As defined by Wikipedia,
A startup company (startup or start-up) is an entrepreneurial venture which is typically a newly emerged, fast-growing business that aims to meet a marketplace need by developing or offering an innovative product, process or service. A startup is usually a company such as a small business, a partnership or an organization designed to rapidly develop scalable business model.Often, startup companies deploy technologies, such as Internet, e-commerce, computers, telecommunications, or robotics. These companies are generally involved in the design and implementation of the innovative processes of the development, validation and research for target markets.While start-ups do not all operate in technology realms, the term became internationally widespread during the dot-com bubble in the late 1990s, when a great number of Internet-based companies were founded.
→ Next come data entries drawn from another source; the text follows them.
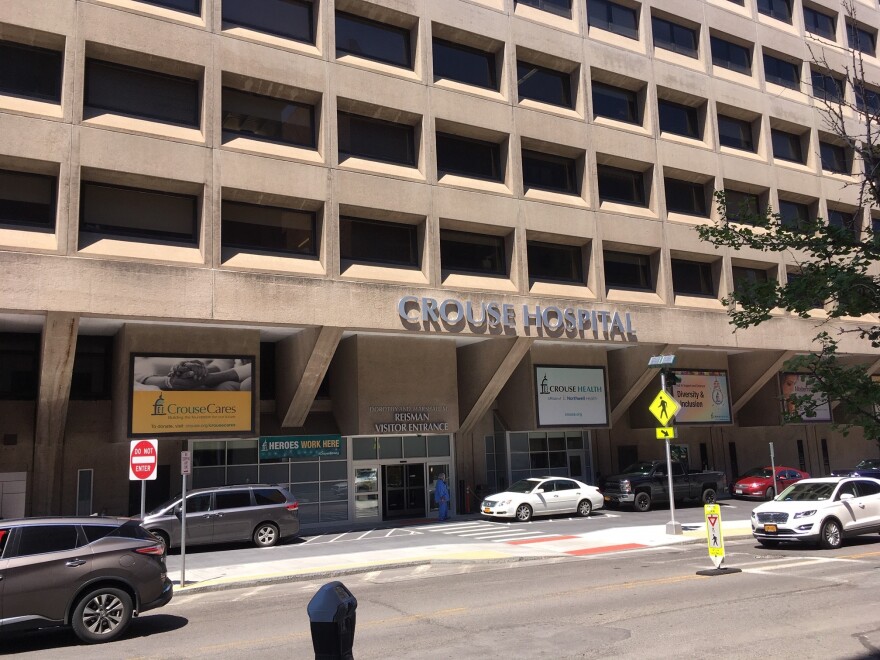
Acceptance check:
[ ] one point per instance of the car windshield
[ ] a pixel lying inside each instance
(523, 486)
(801, 492)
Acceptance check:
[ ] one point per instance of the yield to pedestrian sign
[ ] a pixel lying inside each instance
(713, 534)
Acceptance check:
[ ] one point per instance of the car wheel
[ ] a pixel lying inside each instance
(642, 502)
(266, 535)
(830, 537)
(102, 615)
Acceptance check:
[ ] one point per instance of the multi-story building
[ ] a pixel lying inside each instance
(408, 236)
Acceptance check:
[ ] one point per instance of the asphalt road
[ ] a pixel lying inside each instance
(792, 603)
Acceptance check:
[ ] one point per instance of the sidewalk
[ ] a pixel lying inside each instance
(559, 547)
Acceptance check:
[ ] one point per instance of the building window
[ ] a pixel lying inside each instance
(778, 9)
(30, 71)
(289, 19)
(787, 146)
(372, 40)
(464, 64)
(692, 278)
(674, 37)
(376, 241)
(468, 157)
(544, 85)
(628, 271)
(138, 213)
(819, 23)
(549, 172)
(735, 133)
(614, 17)
(269, 228)
(467, 252)
(729, 55)
(376, 139)
(826, 87)
(268, 118)
(27, 200)
(558, 7)
(833, 158)
(861, 39)
(782, 72)
(555, 263)
(685, 197)
(615, 103)
(141, 93)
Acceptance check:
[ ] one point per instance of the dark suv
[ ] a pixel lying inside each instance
(91, 573)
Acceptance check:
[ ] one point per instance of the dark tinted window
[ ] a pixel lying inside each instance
(141, 93)
(692, 277)
(464, 64)
(27, 200)
(674, 37)
(782, 72)
(376, 139)
(615, 103)
(271, 228)
(138, 213)
(630, 271)
(269, 496)
(40, 539)
(468, 157)
(833, 158)
(30, 71)
(557, 263)
(620, 185)
(544, 85)
(731, 56)
(268, 118)
(472, 253)
(736, 133)
(613, 17)
(372, 40)
(685, 197)
(291, 19)
(819, 23)
(379, 242)
(549, 172)
(678, 119)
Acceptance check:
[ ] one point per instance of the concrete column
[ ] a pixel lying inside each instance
(57, 351)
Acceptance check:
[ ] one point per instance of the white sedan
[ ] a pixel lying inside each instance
(538, 496)
(822, 511)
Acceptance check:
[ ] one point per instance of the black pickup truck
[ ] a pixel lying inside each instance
(645, 483)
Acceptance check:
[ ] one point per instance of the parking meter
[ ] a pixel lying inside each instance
(332, 617)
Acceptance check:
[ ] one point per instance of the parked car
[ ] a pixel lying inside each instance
(538, 496)
(92, 574)
(260, 513)
(819, 511)
(758, 482)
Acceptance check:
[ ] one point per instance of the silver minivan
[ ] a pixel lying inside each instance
(254, 512)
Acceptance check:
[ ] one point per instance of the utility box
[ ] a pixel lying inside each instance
(332, 616)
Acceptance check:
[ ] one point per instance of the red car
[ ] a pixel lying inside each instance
(757, 483)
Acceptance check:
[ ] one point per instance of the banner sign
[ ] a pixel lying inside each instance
(571, 396)
(191, 395)
(704, 397)
(294, 446)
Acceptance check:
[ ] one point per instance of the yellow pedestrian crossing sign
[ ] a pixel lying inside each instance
(664, 407)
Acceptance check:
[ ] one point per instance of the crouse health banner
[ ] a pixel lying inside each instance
(571, 396)
(703, 396)
(185, 394)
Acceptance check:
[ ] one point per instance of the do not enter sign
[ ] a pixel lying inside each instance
(143, 460)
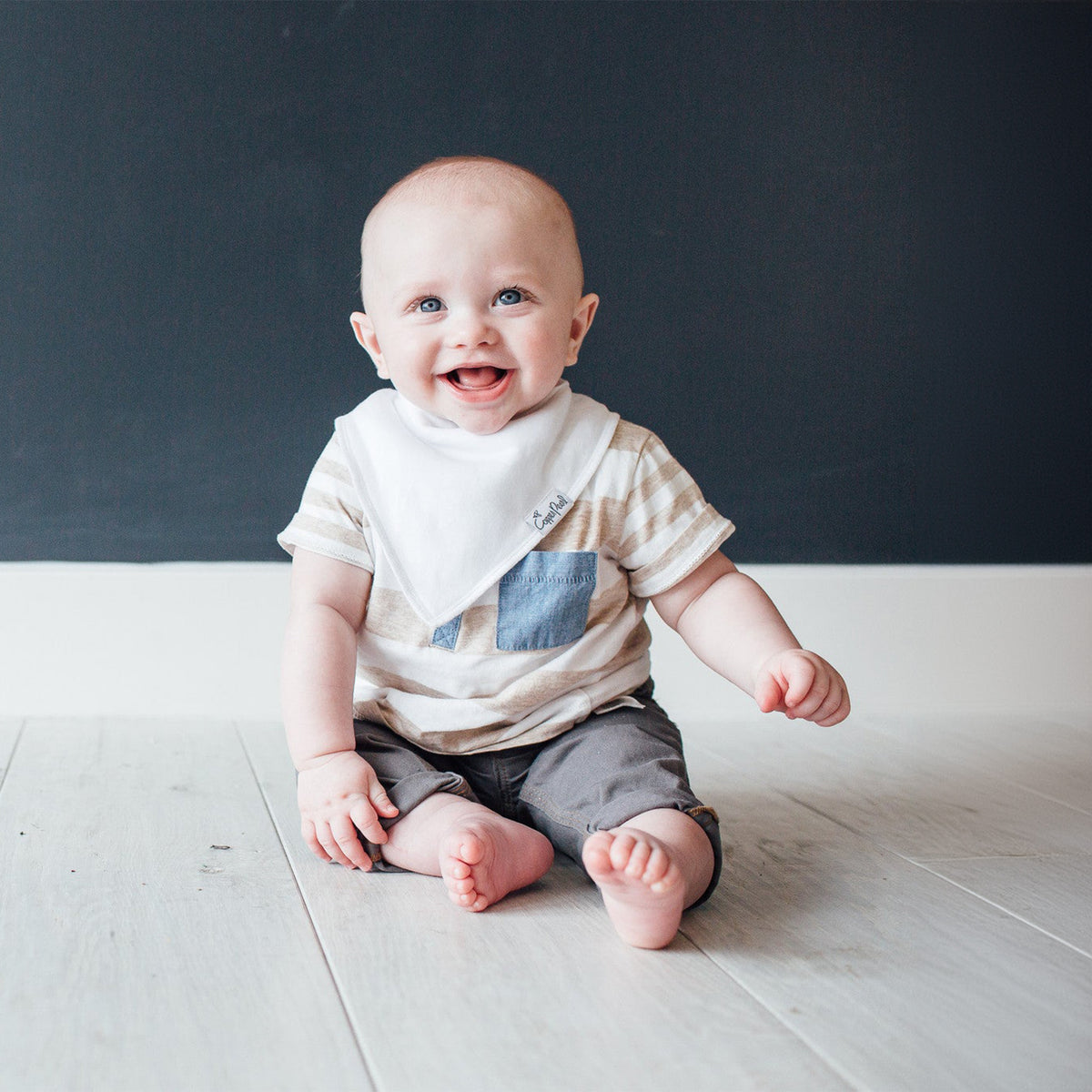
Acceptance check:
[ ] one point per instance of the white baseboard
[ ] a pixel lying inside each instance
(203, 640)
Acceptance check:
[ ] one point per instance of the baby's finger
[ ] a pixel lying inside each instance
(814, 700)
(366, 820)
(801, 677)
(349, 841)
(768, 693)
(381, 802)
(834, 709)
(329, 842)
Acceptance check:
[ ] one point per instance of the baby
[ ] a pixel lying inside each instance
(465, 682)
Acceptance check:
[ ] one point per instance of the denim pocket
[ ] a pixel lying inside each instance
(544, 600)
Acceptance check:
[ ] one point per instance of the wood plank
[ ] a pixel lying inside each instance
(9, 734)
(1049, 757)
(901, 796)
(1053, 894)
(901, 978)
(923, 806)
(534, 994)
(154, 936)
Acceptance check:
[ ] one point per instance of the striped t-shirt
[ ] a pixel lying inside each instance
(561, 636)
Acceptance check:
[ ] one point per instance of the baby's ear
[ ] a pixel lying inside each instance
(581, 323)
(366, 336)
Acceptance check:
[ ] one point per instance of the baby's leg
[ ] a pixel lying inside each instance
(649, 871)
(480, 855)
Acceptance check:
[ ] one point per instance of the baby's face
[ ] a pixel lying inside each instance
(474, 310)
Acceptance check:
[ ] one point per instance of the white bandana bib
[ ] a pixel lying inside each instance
(453, 511)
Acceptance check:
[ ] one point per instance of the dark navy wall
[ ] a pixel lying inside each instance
(844, 254)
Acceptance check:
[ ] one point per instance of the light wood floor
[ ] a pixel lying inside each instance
(905, 905)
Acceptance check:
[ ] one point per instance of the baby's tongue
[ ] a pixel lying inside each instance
(478, 377)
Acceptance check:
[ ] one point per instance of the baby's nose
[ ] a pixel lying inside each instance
(470, 328)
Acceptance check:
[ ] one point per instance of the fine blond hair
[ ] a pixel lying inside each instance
(486, 180)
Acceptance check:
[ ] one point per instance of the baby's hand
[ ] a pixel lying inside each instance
(802, 686)
(339, 794)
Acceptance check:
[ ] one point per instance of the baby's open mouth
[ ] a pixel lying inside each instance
(476, 378)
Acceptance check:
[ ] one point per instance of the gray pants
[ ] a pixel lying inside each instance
(600, 774)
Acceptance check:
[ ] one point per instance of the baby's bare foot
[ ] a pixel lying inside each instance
(642, 888)
(484, 858)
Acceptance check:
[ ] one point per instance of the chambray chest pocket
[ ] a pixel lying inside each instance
(544, 600)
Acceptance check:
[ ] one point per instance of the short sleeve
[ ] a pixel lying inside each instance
(670, 528)
(330, 520)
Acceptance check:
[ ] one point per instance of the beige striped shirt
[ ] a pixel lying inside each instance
(557, 639)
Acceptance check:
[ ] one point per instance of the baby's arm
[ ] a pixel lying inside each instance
(338, 791)
(733, 627)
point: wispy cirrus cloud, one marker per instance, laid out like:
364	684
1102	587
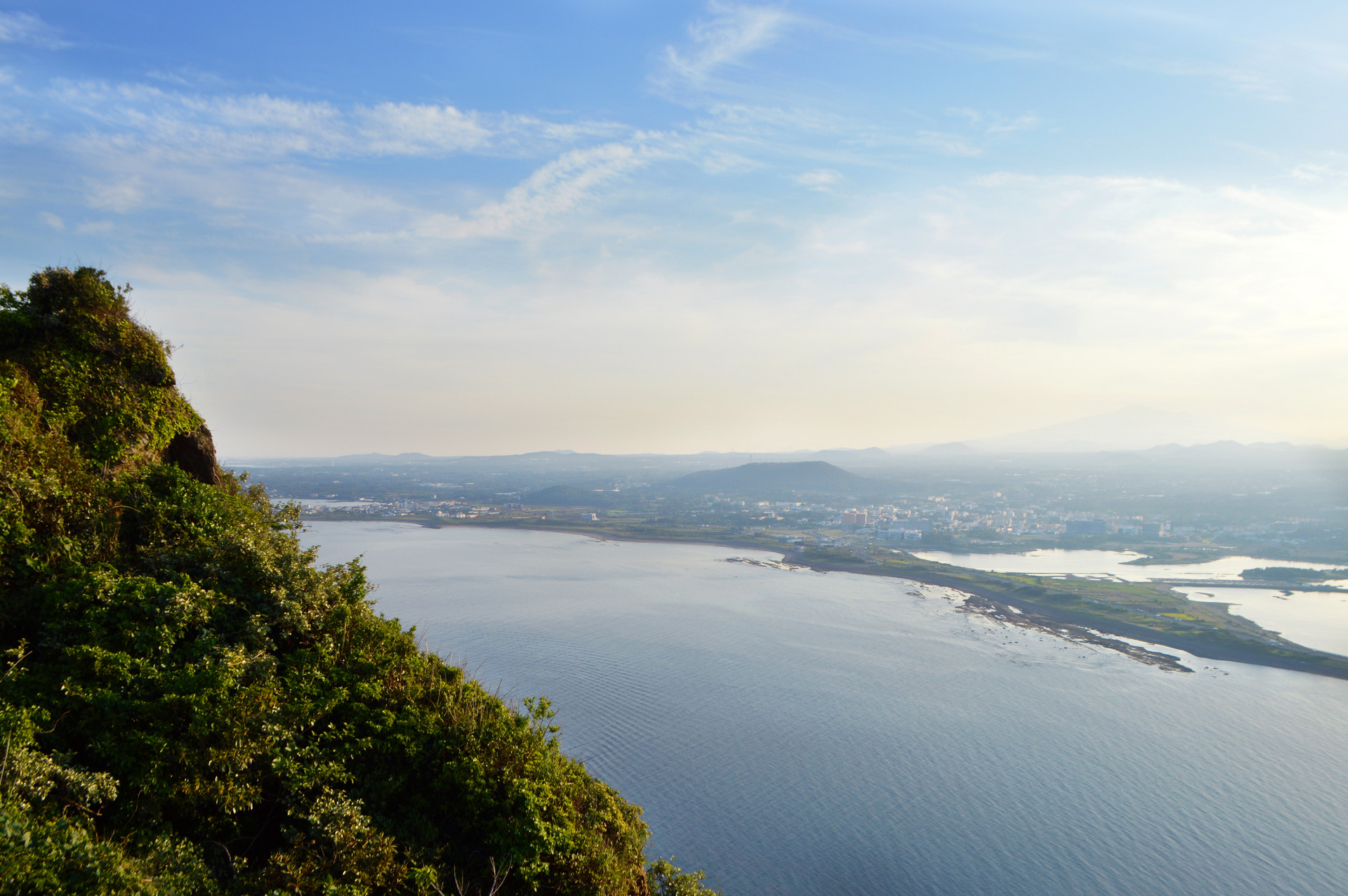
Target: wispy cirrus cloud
197	126
725	38
26	27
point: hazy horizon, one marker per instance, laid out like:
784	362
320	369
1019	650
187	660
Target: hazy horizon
673	228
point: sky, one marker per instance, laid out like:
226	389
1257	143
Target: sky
487	228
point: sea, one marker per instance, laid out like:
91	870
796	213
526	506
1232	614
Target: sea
804	733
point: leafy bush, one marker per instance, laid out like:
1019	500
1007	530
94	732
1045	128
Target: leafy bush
194	706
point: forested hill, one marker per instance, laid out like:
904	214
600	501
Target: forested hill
189	704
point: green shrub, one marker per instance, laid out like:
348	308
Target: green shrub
196	706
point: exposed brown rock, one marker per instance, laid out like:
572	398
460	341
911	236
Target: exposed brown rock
194	453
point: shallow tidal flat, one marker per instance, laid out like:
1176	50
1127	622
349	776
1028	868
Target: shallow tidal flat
795	732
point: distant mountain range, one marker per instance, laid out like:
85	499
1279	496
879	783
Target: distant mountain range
1131	429
800	476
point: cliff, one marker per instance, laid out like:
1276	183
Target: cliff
192	705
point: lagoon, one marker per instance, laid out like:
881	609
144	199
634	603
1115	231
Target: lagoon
795	732
1312	619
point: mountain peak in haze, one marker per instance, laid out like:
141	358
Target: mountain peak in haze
1129	429
817	476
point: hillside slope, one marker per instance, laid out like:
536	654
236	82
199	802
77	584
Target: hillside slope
754	479
192	705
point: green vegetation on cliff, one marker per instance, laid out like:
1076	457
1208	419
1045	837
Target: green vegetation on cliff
192	705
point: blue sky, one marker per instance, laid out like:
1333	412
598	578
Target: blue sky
486	228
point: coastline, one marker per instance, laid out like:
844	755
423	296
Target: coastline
1076	610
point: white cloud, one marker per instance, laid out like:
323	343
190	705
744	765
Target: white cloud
725	38
26	27
171	124
553	190
819	180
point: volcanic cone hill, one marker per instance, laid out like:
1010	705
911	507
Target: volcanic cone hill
189	704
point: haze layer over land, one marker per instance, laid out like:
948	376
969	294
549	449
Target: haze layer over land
701	225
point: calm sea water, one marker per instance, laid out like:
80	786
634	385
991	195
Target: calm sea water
1314	619
793	732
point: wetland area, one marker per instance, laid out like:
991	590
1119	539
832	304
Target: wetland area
800	732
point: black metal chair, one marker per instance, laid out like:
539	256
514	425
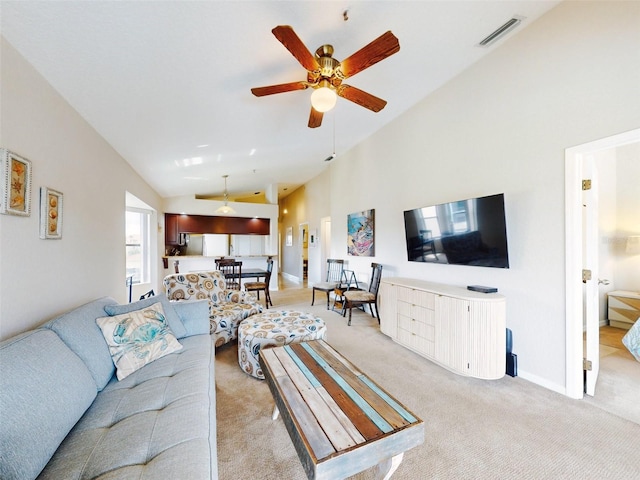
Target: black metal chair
359	298
335	269
262	286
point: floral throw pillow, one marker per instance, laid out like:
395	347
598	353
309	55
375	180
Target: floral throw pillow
137	338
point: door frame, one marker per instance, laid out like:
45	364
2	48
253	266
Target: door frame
574	376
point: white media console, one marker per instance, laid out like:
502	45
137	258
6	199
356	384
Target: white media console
461	330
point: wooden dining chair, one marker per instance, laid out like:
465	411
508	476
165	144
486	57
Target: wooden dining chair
359	298
262	286
232	271
334	277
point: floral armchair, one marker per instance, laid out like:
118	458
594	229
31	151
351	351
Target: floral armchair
227	308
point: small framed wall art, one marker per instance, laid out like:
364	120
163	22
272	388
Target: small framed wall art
50	213
15	198
289	237
360	233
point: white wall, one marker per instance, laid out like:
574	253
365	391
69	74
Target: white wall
42	278
627	267
618	217
502	126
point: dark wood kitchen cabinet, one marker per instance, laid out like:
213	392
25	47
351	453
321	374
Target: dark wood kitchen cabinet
175	224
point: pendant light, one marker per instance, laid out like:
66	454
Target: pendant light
225	209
Now as Digital India is emerging successfully, The Indian Government has officially announced a definiton for a startup in India
(source : Yourstory.com

On April 17, 2015, the Ministry of Commerce and Industry released a notification to define ‘startups’. There were many points that were consistent from the speech given by Prime Minister Narendra Modi during the unveiling of the ‘Startup India, Standup India’ policy. According to the government notification, an entity will be identified as a startup.
  1. Till up to five years from the date of incorporation.
  2. If its turnover does not exceed 25 crores in the last five financial years.
  3. It is working towards innovation, development, deployment, and commercialization of new products, processes, or services driven by technology or intellectual property.

To summarize it all :
Startup is a young company that is just beginning to develop. Startups are usually small and initially financed and operated by a handful of founders or one individual. These companies offer a product or service that is not currently being offered elsewhere in the market, or that the founders believe is being offered in an inferior manner.
In the early stages, startup companies' expenses tend to exceed their revenues as they work on developing, testing and marketing their idea. As such, they often require financing. Startups may be funded by traditional small business loans from banks or credit unions, by government-sponsored Small Business Administration loans from local banks, or by grants from nonprofit organizations and state governments. Incubators can provide startups with both capital and advice, while friends and family may also provide loans or gifts. A startup that can prove its potential may be able to attract venture capital financing in exchange for giving up some control and a percentage of company ownership.
Because startups don't have much history and may have yet to turn a profit, investing in them is considered high risk. Here are some ways that potential lenders and investors can value a startup in the absence of revenues:
  1. The cost to duplicate approach looks at the expenses the company has incurred to create its product or service, such as research and development and the purchase of physical assets. However, this valuation method doesn't consider the company's future potential or intangible assets.
  2. The market multiple approach looks at what similar companies have recently been acquired for. The nature of a startup often means that there are no comparable companies, however. Even when there are comparable company sales, their terms may not be publicly available.
  3. The discounted cash flow approach looks at the company's expected future cash flow. This approach is highly subjective.
  4. The development stage approach assigns a higher range of potential values to companies that are further developed. For example, a company that has a clear path to profitability would have a higher valuation than one that merely has an interesting idea.
Because startups have a high failure rate, would-be investors should consider not just the idea, but the management team's experience. Potential investors should also not invest money that they cannot afford to lose in startups. Finally, investors should develop an exit strategy, because until they sell, any profits exist only on paper.